65-letni Zbigniew ze Szczecina cieszy się dużą sympatią fanów programu "Sanatorium miłości". Również uczestniczki produkcji TVP bacznie mu się przyglądają. Przypomnijmy, że aż trzy panie właśnie dla niego skomponowały flakonik perfum. Mężczyzna był wyraźnie zaskoczony i zawstydzony swoim powodzeniem.
Nie wszyscy jednak wiedzą, że senior ma za sobą traumatyczne przeżycia, o których trudno mu zapomnieć. Katarzyna Kawęcka, reżyserka programu, w rozmowie z "Faktem" opowiedziała, co spotkało sympatycznego kuracjusza.
Przed trzema laty zmarła żona Zbigniewa, z którą byli nierozłączni przez trzydzieści trzy lata. Dzisiaj mówi, że siłę aby to wszystko udźwignąć daje mu wiara, bez niej nie dałby rady. Do "Sanatorium miłości" zgłosił się za namową siostry i siostrzenicy.
"Zbyszek, przychodząc do programu, wyrwał się z pustki i samotności. Po kolei stracił trzy najbliższe osoby: żonę, teściową, a na castingu do programu pojawił się trzy dni po pogrzebie własnego ojca, którym opiekował się razem z siostrą. I to siostra wypchnęła go na ten casting, żeby wrócił do życia" - zdradziła Kawęcka.
W wywiadzie dla "Rewii" senior przyznał, że razem z żoną nie mogli mieć dzieci. Przez chwilę myśleli o adopcji, ale on miał obawy, czy pokocha takie dziecko.

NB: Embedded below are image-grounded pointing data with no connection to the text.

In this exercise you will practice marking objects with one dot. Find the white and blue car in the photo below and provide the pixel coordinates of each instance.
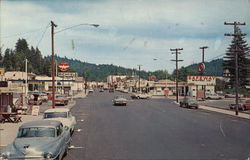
(47, 140)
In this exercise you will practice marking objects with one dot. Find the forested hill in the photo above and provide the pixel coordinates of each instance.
(100, 72)
(13, 60)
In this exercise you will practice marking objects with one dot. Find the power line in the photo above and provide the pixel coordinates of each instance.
(19, 34)
(43, 34)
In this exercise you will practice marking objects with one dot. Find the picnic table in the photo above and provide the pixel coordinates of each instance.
(11, 117)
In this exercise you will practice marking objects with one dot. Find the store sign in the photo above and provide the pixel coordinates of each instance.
(67, 74)
(201, 80)
(201, 67)
(1, 71)
(63, 66)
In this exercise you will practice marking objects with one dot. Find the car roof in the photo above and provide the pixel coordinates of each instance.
(57, 110)
(41, 123)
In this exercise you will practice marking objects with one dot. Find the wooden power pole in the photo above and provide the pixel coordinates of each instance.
(236, 51)
(176, 69)
(53, 63)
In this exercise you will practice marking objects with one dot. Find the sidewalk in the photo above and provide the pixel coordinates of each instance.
(8, 131)
(223, 111)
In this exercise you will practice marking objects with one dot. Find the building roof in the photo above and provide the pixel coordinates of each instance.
(57, 110)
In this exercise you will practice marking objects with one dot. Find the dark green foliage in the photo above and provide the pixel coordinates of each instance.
(14, 60)
(238, 46)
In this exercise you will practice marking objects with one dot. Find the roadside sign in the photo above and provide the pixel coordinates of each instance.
(63, 66)
(35, 110)
(1, 71)
(201, 67)
(67, 74)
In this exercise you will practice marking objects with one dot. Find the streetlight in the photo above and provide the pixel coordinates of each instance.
(52, 57)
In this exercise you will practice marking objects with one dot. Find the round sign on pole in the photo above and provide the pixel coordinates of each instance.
(63, 66)
(201, 67)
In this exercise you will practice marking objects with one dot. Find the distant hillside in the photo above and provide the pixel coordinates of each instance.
(100, 72)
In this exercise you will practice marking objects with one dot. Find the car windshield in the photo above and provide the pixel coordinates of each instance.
(36, 132)
(119, 96)
(191, 99)
(55, 115)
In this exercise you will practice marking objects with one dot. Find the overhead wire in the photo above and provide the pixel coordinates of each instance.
(43, 34)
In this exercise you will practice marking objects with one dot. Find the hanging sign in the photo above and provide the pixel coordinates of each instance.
(63, 66)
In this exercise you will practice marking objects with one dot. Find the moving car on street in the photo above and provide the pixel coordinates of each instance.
(213, 96)
(120, 100)
(243, 105)
(140, 96)
(189, 102)
(39, 140)
(63, 115)
(61, 100)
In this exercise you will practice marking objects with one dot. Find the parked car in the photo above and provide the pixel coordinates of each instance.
(111, 89)
(43, 139)
(91, 90)
(63, 115)
(232, 95)
(34, 98)
(120, 100)
(189, 102)
(44, 97)
(213, 96)
(101, 90)
(243, 105)
(140, 96)
(61, 100)
(143, 96)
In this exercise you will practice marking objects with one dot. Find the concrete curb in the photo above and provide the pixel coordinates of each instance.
(223, 111)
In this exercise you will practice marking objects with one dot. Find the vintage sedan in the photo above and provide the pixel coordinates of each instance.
(61, 100)
(189, 102)
(43, 139)
(61, 114)
(242, 105)
(120, 100)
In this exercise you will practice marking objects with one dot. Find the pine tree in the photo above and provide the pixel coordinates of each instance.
(238, 46)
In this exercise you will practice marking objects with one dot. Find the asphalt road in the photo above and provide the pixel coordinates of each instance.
(154, 129)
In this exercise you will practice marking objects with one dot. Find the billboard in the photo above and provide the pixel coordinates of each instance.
(201, 80)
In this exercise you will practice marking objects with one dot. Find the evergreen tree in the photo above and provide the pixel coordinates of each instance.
(240, 47)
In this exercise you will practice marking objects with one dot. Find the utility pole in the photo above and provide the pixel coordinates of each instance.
(139, 78)
(53, 63)
(203, 59)
(176, 61)
(236, 51)
(202, 72)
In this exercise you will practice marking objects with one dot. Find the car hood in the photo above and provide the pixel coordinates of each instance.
(32, 146)
(65, 121)
(120, 99)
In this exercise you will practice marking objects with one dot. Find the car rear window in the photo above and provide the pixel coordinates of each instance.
(55, 115)
(36, 132)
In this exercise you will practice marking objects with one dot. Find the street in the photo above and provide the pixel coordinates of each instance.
(154, 129)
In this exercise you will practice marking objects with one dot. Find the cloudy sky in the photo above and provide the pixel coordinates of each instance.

"Jednak i tu nie dane mi było się tego dowiedzieć, bo ostatecznie okazało się, że byliśmy za starzy na rodziców zastępczych" - wyznał senior w rozmowie.
Jak potoczą się jego dalsze losy w programie "Sanatorium miłości"? Czy znajdzie tu bratnią duszę? Tego dowiemy się już niebawem. Kolejny odcinek produkcji TVP już w najbliższą niedzielę, 29 stycznia.